BMW is heading for a record year after surging Chinese demand for its cars helped to drive profits higher in the first quarter.
The German high-end carmaker said it was on course to sell more than 2m vehicles in a year for the first time.
Sales rose 8.7% in the first three months of the year to a new high of 487,024 units. Pre-tax profit jumped 8.1% to €2.17bn (£1.78bn).
In Asia, sales increased 22% to 158,582, powered by China where orders jumped by a quarter to 108,143. Chinese sales outstripped those for the Americas, where BMW sold 99,840 cars – up 3.5%.
BMW’s chairman, Norbert Reithofer, said: “We are on course to achieve significant sales volume growth in the current year, leading to a new all-time high of over 2m vehicles. We are aiming for a new record group profit before tax figure, which will be significantly higher than in the previous year.”
Sales of BMW-branded cars rose 12% to 428,259 while sales of its luxury Rolls-Royce marque jumped 40% to 897.
Demand was high for Phantom and Ghost Rolls-Royce cars, and orders were strong for the new Wraith model, BMW said. All the cars are built at the Rolls-Royce division’s factory at Goodwood in Sussex.
Mini sales fell by 12% in the first quarter but BMW said this was expected because the brand’s main model, the Hatch, was updated in March.

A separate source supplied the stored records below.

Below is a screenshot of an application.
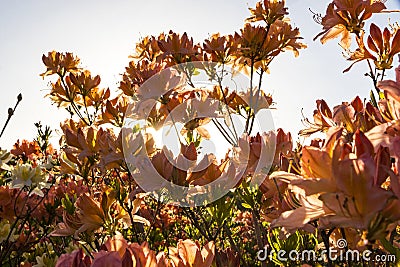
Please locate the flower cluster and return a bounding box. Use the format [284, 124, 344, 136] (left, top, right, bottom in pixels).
[0, 0, 400, 267]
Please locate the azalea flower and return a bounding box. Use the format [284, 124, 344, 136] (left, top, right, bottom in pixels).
[246, 0, 289, 25]
[271, 130, 393, 237]
[314, 0, 386, 49]
[343, 23, 400, 72]
[0, 148, 12, 170]
[11, 163, 51, 197]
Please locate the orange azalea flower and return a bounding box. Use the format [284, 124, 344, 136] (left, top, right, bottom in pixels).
[131, 33, 165, 62]
[246, 0, 289, 25]
[271, 130, 393, 236]
[167, 239, 215, 267]
[368, 23, 400, 70]
[314, 0, 386, 49]
[158, 31, 200, 66]
[10, 140, 42, 160]
[235, 20, 306, 72]
[119, 59, 164, 96]
[343, 23, 400, 72]
[203, 33, 238, 64]
[51, 192, 149, 236]
[40, 51, 80, 78]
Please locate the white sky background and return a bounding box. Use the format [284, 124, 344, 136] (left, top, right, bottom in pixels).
[0, 0, 400, 149]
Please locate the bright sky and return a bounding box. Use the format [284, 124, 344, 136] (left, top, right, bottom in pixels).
[0, 0, 400, 149]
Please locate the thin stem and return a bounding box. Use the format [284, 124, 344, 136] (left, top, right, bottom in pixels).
[245, 59, 254, 134]
[217, 64, 239, 142]
[0, 94, 22, 137]
[212, 119, 235, 146]
[249, 69, 264, 135]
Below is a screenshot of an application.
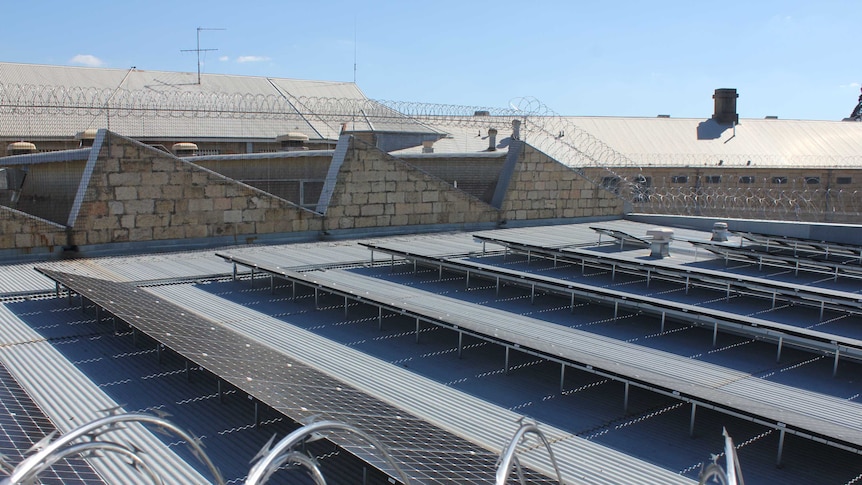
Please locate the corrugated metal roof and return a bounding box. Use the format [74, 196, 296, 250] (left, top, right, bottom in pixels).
[0, 63, 434, 140]
[552, 117, 862, 167]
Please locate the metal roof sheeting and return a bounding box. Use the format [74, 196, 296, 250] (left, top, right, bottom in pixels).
[556, 117, 862, 168]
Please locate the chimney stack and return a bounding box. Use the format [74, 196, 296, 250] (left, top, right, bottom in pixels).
[512, 120, 521, 140]
[712, 88, 739, 124]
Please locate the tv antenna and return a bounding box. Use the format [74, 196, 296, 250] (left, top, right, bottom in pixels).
[180, 27, 227, 84]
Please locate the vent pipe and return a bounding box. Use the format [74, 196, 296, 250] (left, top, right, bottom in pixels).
[512, 120, 521, 140]
[75, 128, 96, 148]
[171, 142, 198, 157]
[712, 88, 739, 124]
[6, 141, 38, 155]
[488, 128, 497, 152]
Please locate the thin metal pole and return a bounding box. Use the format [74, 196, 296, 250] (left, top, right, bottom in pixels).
[623, 381, 629, 413]
[688, 403, 697, 438]
[560, 363, 566, 392]
[775, 335, 784, 363]
[775, 427, 784, 466]
[832, 346, 839, 377]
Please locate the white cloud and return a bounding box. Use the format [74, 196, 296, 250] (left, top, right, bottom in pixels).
[69, 54, 105, 67]
[236, 56, 269, 62]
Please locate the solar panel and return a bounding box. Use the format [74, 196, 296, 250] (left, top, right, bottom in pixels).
[0, 363, 105, 485]
[37, 268, 549, 483]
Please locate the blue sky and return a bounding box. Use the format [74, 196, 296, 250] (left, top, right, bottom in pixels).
[0, 0, 862, 120]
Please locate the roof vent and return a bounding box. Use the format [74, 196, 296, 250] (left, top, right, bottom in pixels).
[647, 227, 673, 258]
[6, 141, 38, 155]
[512, 120, 521, 140]
[171, 141, 198, 157]
[275, 128, 310, 152]
[711, 222, 730, 242]
[487, 128, 497, 152]
[75, 128, 96, 148]
[712, 88, 739, 124]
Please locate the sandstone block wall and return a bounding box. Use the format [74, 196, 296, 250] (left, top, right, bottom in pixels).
[325, 138, 498, 230]
[502, 145, 623, 220]
[0, 207, 67, 253]
[73, 133, 321, 245]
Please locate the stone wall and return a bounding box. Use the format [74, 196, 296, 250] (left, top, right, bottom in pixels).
[325, 138, 498, 230]
[73, 133, 321, 245]
[502, 145, 623, 220]
[0, 206, 67, 254]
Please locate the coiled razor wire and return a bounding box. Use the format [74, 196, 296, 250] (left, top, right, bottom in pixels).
[0, 84, 862, 220]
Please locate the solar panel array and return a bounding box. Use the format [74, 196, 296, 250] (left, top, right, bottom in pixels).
[0, 363, 105, 485]
[32, 269, 560, 483]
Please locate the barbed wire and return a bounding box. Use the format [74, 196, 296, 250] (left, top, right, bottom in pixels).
[0, 84, 860, 223]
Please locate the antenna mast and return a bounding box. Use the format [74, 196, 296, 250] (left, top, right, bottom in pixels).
[180, 27, 227, 84]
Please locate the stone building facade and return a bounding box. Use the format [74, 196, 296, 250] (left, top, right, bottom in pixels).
[0, 132, 623, 255]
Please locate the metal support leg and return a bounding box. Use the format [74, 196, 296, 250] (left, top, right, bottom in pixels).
[504, 346, 509, 375]
[775, 428, 785, 467]
[775, 336, 784, 363]
[688, 403, 697, 438]
[832, 347, 840, 377]
[560, 364, 566, 393]
[623, 382, 629, 413]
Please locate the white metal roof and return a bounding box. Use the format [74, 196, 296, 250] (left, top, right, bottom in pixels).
[552, 117, 862, 167]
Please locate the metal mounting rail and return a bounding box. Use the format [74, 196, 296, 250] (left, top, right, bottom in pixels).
[361, 243, 862, 364]
[590, 227, 650, 250]
[729, 231, 862, 265]
[474, 236, 862, 320]
[219, 250, 862, 464]
[689, 241, 862, 281]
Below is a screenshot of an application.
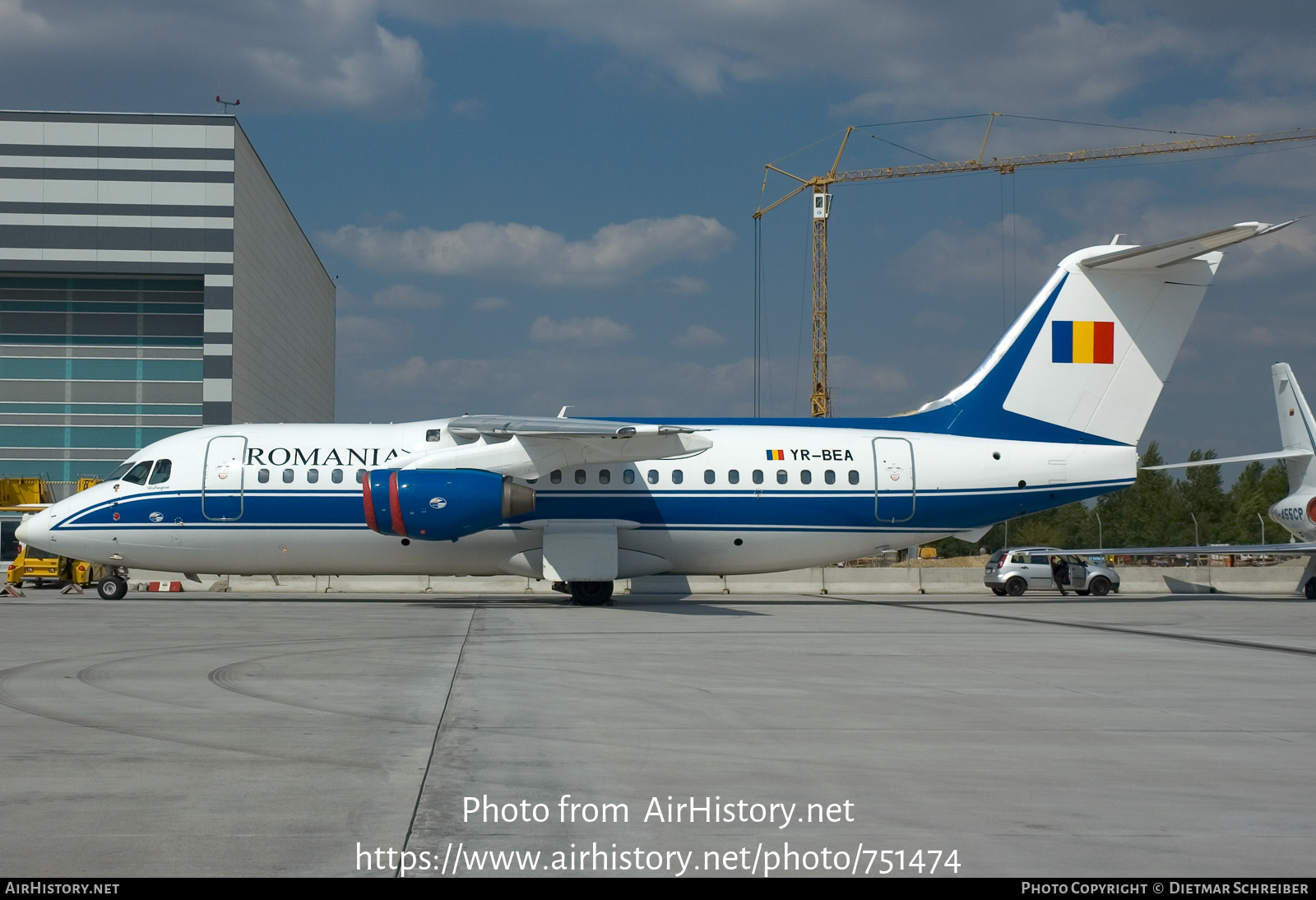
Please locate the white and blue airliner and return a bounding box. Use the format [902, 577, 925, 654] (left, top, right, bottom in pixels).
[18, 222, 1287, 604]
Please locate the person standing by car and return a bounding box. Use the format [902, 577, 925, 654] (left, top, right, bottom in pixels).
[1051, 557, 1068, 597]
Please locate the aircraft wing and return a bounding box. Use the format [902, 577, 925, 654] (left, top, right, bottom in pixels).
[393, 415, 713, 479]
[1064, 542, 1316, 557]
[447, 415, 699, 438]
[1142, 448, 1312, 472]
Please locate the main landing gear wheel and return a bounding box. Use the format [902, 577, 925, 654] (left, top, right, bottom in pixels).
[96, 575, 127, 600]
[571, 582, 612, 606]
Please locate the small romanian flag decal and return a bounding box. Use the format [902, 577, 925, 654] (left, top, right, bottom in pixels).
[1051, 321, 1114, 363]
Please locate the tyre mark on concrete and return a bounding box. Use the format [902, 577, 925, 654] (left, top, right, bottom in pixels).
[206, 647, 442, 725]
[0, 661, 379, 770]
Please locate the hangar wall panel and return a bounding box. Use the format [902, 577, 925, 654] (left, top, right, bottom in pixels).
[0, 110, 334, 480]
[232, 129, 334, 422]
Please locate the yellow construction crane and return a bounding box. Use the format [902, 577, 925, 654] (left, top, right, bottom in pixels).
[754, 114, 1316, 417]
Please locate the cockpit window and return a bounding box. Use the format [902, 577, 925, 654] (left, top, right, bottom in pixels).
[123, 459, 153, 485]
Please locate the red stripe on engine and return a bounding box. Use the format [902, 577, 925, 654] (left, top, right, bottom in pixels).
[360, 472, 379, 531]
[388, 472, 406, 537]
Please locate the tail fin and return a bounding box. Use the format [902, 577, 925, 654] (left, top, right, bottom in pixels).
[1270, 363, 1316, 491]
[919, 220, 1296, 443]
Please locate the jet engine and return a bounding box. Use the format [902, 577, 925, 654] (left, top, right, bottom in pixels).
[362, 468, 535, 540]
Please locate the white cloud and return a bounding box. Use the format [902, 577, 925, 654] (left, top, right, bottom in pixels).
[531, 316, 634, 345]
[390, 0, 1206, 112]
[371, 284, 443, 309]
[671, 325, 726, 350]
[337, 316, 397, 356]
[654, 275, 708, 296]
[320, 216, 735, 288]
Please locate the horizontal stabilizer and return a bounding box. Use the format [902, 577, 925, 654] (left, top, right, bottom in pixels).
[1142, 448, 1312, 472]
[1081, 219, 1298, 271]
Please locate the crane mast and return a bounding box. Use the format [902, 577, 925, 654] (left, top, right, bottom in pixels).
[754, 119, 1316, 417]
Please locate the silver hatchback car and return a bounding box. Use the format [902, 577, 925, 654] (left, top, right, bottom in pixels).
[983, 547, 1120, 597]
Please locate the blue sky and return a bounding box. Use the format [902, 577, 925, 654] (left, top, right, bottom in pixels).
[0, 0, 1316, 471]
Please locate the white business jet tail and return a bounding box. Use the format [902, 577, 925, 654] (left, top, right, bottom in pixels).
[1143, 363, 1316, 494]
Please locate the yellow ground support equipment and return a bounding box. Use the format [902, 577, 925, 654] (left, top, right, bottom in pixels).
[0, 478, 108, 592]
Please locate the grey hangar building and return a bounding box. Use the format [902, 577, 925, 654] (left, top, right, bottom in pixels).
[0, 112, 336, 555]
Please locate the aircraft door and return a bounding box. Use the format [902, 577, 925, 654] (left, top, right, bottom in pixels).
[873, 438, 916, 522]
[202, 435, 246, 522]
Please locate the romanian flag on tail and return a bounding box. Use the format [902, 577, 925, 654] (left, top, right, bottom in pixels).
[1051, 321, 1114, 363]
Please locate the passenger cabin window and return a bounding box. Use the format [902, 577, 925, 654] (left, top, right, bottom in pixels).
[123, 459, 151, 485]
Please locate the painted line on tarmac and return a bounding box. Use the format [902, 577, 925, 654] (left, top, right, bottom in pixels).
[854, 597, 1316, 656]
[395, 605, 482, 878]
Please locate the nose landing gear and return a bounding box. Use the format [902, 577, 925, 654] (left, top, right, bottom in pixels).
[96, 575, 127, 600]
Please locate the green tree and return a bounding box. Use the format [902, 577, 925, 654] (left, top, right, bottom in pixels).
[1171, 450, 1233, 545]
[1096, 441, 1191, 547]
[1226, 461, 1288, 544]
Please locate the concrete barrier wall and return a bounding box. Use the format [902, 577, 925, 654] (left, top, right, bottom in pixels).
[129, 566, 1303, 595]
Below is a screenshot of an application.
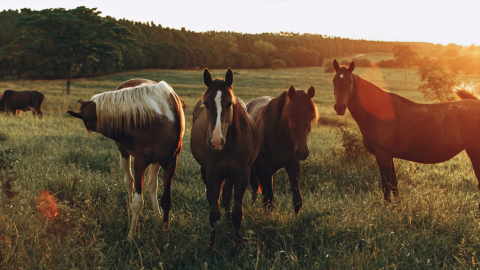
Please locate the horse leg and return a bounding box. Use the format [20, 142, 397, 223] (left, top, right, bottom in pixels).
[200, 166, 210, 205]
[148, 163, 160, 215]
[466, 149, 480, 209]
[160, 157, 177, 231]
[285, 160, 303, 214]
[250, 159, 262, 204]
[207, 173, 223, 249]
[222, 179, 233, 224]
[260, 166, 277, 210]
[375, 153, 398, 203]
[128, 157, 149, 238]
[232, 172, 250, 252]
[117, 147, 133, 214]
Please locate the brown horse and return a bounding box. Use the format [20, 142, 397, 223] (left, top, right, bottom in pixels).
[190, 69, 259, 249]
[333, 60, 480, 202]
[0, 90, 45, 117]
[68, 79, 185, 239]
[247, 85, 318, 213]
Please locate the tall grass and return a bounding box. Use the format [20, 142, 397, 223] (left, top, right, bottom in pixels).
[0, 68, 480, 269]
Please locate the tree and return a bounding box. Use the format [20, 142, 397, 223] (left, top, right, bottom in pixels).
[392, 45, 418, 81]
[1, 7, 133, 94]
[418, 59, 457, 102]
[253, 40, 277, 55]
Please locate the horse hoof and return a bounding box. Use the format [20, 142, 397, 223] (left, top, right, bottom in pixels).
[127, 233, 135, 244]
[162, 222, 170, 232]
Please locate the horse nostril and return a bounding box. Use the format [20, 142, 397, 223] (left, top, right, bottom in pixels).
[296, 149, 310, 160]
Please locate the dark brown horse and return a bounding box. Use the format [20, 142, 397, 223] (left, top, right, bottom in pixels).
[68, 79, 185, 238]
[0, 90, 45, 117]
[333, 60, 480, 202]
[247, 85, 318, 213]
[190, 69, 259, 249]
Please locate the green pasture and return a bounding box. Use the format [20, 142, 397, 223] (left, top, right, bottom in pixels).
[0, 64, 480, 269]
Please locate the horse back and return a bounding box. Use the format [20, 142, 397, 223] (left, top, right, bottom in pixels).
[116, 78, 157, 90]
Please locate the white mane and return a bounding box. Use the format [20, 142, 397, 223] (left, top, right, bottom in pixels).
[91, 81, 176, 134]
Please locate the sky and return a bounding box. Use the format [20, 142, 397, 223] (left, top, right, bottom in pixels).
[0, 0, 480, 46]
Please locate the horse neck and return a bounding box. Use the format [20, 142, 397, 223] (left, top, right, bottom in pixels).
[347, 74, 391, 123]
[227, 98, 249, 136]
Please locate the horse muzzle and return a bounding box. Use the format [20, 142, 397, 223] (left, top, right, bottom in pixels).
[333, 104, 347, 115]
[208, 137, 225, 151]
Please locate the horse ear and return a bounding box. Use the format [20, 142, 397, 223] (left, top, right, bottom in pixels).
[333, 59, 340, 71]
[288, 85, 296, 99]
[77, 99, 90, 106]
[203, 68, 213, 87]
[67, 111, 83, 120]
[307, 85, 315, 99]
[348, 61, 355, 73]
[225, 68, 233, 87]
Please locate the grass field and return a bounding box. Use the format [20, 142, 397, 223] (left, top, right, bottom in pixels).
[0, 60, 480, 269]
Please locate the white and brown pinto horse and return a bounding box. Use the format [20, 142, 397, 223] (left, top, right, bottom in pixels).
[333, 60, 480, 202]
[190, 69, 259, 249]
[68, 79, 185, 237]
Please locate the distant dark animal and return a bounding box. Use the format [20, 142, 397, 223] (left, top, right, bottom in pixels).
[247, 85, 318, 213]
[0, 90, 45, 117]
[68, 79, 185, 237]
[190, 69, 259, 249]
[333, 60, 480, 202]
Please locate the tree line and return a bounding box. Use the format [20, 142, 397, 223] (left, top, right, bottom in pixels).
[0, 7, 404, 79]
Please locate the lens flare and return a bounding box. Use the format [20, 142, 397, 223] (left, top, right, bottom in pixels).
[38, 190, 58, 220]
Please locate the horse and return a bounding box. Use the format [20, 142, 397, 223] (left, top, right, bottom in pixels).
[333, 59, 480, 204]
[68, 79, 185, 240]
[0, 90, 45, 117]
[247, 85, 318, 214]
[190, 68, 259, 250]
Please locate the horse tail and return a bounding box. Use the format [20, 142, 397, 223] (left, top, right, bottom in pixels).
[453, 85, 480, 100]
[0, 90, 14, 112]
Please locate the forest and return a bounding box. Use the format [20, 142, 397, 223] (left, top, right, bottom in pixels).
[0, 7, 435, 79]
[0, 6, 480, 90]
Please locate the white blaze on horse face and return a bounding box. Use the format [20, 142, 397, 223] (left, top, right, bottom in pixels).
[211, 91, 223, 150]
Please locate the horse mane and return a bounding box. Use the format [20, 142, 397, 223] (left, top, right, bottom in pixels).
[91, 81, 176, 135]
[453, 85, 480, 100]
[259, 90, 319, 126]
[232, 96, 255, 134]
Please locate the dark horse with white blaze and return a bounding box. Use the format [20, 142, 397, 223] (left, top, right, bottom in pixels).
[247, 85, 318, 213]
[190, 69, 259, 249]
[68, 79, 185, 238]
[333, 60, 480, 202]
[0, 90, 45, 117]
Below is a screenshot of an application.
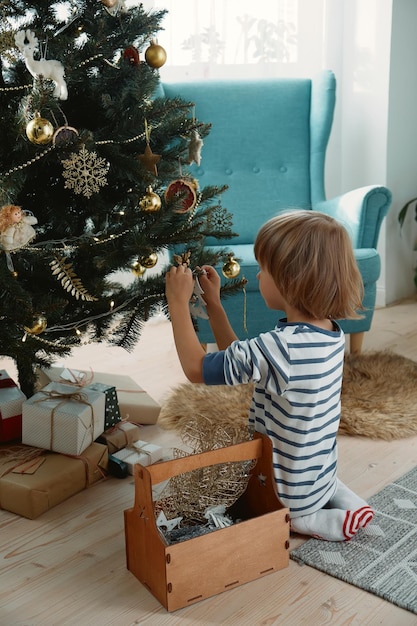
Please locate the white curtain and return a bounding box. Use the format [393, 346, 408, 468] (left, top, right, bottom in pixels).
[137, 0, 339, 82]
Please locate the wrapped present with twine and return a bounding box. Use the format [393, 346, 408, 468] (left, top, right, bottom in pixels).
[96, 421, 140, 454]
[0, 443, 108, 519]
[113, 441, 163, 476]
[37, 366, 161, 424]
[22, 383, 105, 455]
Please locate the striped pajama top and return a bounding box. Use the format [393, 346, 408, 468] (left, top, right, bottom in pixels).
[203, 320, 345, 517]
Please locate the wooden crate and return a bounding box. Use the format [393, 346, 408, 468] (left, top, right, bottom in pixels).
[124, 434, 289, 611]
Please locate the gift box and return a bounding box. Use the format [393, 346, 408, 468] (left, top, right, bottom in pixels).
[0, 370, 26, 441]
[87, 383, 122, 430]
[38, 367, 161, 424]
[112, 441, 163, 476]
[96, 422, 140, 454]
[0, 443, 108, 519]
[22, 383, 105, 455]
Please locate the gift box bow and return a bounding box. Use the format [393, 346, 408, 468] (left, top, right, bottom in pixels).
[34, 389, 94, 449]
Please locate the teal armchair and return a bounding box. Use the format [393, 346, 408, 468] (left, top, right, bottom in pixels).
[162, 71, 391, 352]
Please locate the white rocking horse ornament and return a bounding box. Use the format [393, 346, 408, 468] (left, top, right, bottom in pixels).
[14, 30, 68, 100]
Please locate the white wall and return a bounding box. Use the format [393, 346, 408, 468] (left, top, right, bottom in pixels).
[328, 0, 417, 305]
[143, 0, 417, 305]
[385, 0, 417, 303]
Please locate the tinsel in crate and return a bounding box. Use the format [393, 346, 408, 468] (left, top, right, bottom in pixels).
[155, 415, 256, 542]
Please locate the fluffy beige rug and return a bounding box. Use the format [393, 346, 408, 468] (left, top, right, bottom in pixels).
[158, 352, 417, 440]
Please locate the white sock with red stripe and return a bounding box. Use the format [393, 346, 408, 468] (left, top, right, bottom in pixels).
[291, 506, 374, 541]
[291, 480, 374, 541]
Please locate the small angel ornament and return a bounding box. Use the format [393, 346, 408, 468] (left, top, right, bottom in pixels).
[0, 204, 38, 251]
[188, 130, 204, 165]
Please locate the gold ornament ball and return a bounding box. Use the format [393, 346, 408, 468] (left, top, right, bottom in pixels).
[24, 315, 47, 335]
[139, 187, 161, 211]
[26, 115, 54, 146]
[222, 254, 240, 278]
[145, 41, 167, 69]
[139, 252, 158, 269]
[131, 261, 146, 277]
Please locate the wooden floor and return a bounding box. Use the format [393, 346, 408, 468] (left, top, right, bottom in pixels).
[0, 299, 417, 626]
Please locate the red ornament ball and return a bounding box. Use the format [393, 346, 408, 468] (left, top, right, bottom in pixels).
[164, 179, 197, 213]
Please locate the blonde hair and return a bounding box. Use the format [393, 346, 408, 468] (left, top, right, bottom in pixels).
[254, 210, 363, 319]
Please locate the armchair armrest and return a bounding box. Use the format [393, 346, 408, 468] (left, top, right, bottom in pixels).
[313, 185, 392, 248]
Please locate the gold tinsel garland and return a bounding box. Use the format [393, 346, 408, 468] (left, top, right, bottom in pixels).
[155, 415, 256, 526]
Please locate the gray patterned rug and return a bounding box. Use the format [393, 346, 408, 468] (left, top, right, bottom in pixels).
[290, 468, 417, 614]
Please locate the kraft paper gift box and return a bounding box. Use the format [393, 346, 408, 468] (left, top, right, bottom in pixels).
[38, 366, 161, 424]
[0, 370, 26, 441]
[0, 443, 108, 519]
[22, 383, 105, 455]
[96, 422, 140, 454]
[113, 441, 163, 476]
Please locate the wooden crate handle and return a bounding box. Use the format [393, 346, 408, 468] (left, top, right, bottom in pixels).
[141, 433, 263, 484]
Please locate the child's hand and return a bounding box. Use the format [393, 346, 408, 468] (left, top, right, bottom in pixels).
[198, 265, 221, 306]
[165, 265, 194, 306]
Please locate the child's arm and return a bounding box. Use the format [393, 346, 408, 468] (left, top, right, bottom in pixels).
[165, 265, 206, 383]
[198, 265, 237, 350]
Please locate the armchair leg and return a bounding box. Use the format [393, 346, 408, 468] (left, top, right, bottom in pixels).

Interest in the new Hatch, manufactured in Oxford, was high and would feed in to strong sales from the summer, it said.
Reithofer said BMW had increased profits while spending more on product development and staff and in the face of strong competition.
BMW increased its workforce by almost 5,000 to 111,378 from a year earlier as the group hired engineers and skilled workers to meet demand for its cars and to work on new technologies.